HHJ Hacon observed, in response to the observations of Park J :
“Despite Park J’s indication that the doctrine is falling into disuse, I do not believe that the body of law comprising Tollet and subsequent judgments is now a corpse better left in peace, or that this is what Park J meant. … The questions I must attempt to resolve are the extent to which the doctrine is confined according to modern law and whether that makes it too narrow to be relied on by the Claimants”
He endorsed the following summary of the doctrine, taken from a Jersey case, Bas Trust Corporation Ltd v MF  JRC 081 (also known as Re Shinorvic Trust) in which the court considered the position under English law to be as follows:
“… under Jersey law the principle may operate in favour of any person for whom the donee of the power is under a natural or moral obligation to provide; and that will be a matter of fact to be decided in each case.”
- This case provides a neat example of how equitable doctrines stand the test of time and come to be applied to modern problems. This doctrine was developed in a radically different social context where there was no welfare state to provide support, however meagre, to an indigent wife or child, and where a failed attempt to exercise a power of appointment could mean ruin where the intended beneficiary was a dependant of the donee. Here, the trustees, if necessary, could still have exercised the power. The issue here was not driven by a need to relieve the intended beneficiaries from financial hardship, but rather was a question of ensuring that the appointments were effective for the tax planning reasons that they had been recommended.
- Not only does this case confirm that the doctrine in Tollet persists, it is suggested (rightly in my view) that the doctrine may be extended to any person for whom that the donee was under a moral or legal obligation to make provision.
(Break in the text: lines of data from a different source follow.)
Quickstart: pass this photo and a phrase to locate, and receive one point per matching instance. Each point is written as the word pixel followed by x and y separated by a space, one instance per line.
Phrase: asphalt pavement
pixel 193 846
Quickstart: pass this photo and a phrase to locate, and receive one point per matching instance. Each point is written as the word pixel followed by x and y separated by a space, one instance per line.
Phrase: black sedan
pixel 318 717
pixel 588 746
It is certainly very unlikely that the outdated view that husbands are obliged to provide for wives, but not vice versa, will any longer restrict the application of the principle, nor is it likely that illegitimate children will be excluded from its scope.
- Together with the jurisdiction to rectify clerical mistakes in such documents, the principle is a useful one for both practitioners and their insurers to keep in mind.
- It is a maxim of equity that equity will not, as a general rule, aid a volunteer – meaning that unless the intended beneficiary of a transaction has given consideration, equity will not compel the completion of a defective transaction. This is an example of equity tempering the harsh wind of that general rule to the shorn lamb. I find myself wondering why equity should assist in the case of defectively executed powers and not, for example, to other sorts of voluntary dispositions such as a defectively executed deed of variation? The answer may lie in the fact that most other sorts of defective attempted transactions – gifts, transfers on trust, deeds of variation etc, the result will be that the property in question remains with the settlor who can cure the defect, provided that they discover the mistake within their lifetime. Whereas, the outcome of a defective attempt to execute a power may well be that the property that the intended beneficiary was to receive will pass to the default beneficiaries who may be remote relatives or charities who would not otherwise have had any real expectation of benefit.